A time capsule of computer code is buried deep in the Arctic
- Buried underground near the Svalbard Global Seed Vault is the Arctic World Archive safeguarding humanity's books, documents, and data.
- The Archive includes the massive GitHub library of software code behind the world's open-source applications.
- Information in the vault is stored on special media said to be durable for 1,000 years.
For a place that's so cold, Norway's Svalbard archipelago is downright hot when it comes to safeguarding some of humanity's most precious stuff. We've written before about the Svalbard Global Seed Vault that holds the world's backup supply of seeds capable of replanting our planet's flora should some horrible catastrophe occur. Since 2017, there's been another critical repository embedded about 91 meters down in that Svalbardian mountain: It's called the Arctic World Archive (AWA) and it holds the world's books, documents, and data from across the globe.
The Arctic World Archive
The AWA describes itself as "home to manuscripts from the Vatican Library, political histories, masterpieces from different eras (including Rembrandt and Munch), scientific breakthroughs and contemporary cultural treasures." Government and research facilities can store their data at AWA, as can private companies and individuals, for a price.

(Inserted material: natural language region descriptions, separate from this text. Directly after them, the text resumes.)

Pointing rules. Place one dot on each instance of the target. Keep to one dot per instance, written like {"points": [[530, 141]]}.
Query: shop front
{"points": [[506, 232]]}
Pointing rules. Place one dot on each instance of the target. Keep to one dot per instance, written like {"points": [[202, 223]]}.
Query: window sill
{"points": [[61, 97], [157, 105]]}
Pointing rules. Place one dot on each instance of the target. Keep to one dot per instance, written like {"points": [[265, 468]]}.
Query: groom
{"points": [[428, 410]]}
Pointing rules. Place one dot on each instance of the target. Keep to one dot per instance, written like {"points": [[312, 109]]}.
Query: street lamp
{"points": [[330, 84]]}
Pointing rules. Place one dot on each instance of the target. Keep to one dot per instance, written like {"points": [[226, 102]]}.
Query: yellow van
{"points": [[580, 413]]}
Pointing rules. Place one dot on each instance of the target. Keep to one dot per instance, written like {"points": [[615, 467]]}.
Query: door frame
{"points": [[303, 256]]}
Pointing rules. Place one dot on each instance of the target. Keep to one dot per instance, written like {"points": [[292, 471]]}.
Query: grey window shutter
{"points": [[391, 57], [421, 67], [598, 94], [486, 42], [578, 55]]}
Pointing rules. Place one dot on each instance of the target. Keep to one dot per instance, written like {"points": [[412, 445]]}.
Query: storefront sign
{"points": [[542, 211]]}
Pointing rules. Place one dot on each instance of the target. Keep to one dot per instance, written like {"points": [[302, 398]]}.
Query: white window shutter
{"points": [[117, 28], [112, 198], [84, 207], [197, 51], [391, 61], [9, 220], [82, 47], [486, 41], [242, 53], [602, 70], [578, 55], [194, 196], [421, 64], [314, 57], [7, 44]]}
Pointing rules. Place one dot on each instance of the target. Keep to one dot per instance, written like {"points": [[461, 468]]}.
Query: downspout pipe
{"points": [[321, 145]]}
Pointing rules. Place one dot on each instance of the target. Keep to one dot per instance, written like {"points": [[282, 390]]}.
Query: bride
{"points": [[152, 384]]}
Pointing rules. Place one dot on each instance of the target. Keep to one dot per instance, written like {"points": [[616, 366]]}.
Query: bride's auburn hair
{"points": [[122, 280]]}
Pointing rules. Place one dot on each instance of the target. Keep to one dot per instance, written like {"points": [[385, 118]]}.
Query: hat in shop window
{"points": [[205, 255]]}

"Our ambition is to be a secure world archive to help preserve the world's digital memory and ensure that the world's most irreplaceable digital memories of art, culture and literature are secured and made available to future generations." — Arctic World Archive
AWA's first deposits were made by the National Archives of Mexico and Brazil, and have been joined by a growing number of entities from over 15 countries. These include the National Museum of Norway, the European Space Agency, the Museum of the Person, and major global corporations.
GitHub’s vault with a vault
Within the AWA is the GitHub Arctic Code Vault, located roughly 76 meters below the Svalbard surface. GitHub is the preeminent library of programming code for those who develop open-source software applications. Each directory — think: folder — of code is a GitHub repository. Together, it's a massive resource used continually by countless programmers storing and sharing their source code. GitHub says it has 37 million users and holds over 100 million repositories.
21 terabytes of GitHub data have already been moved to the code vault — or copied, presumably, since GitHub remains an active day-to-day resource — beginning with the 2019 deposit of 6,000 of the most important repositories GitHub held at the time. The latest transfer contains a snapshot of all of GitHub's active libraries as of February 2, 2020.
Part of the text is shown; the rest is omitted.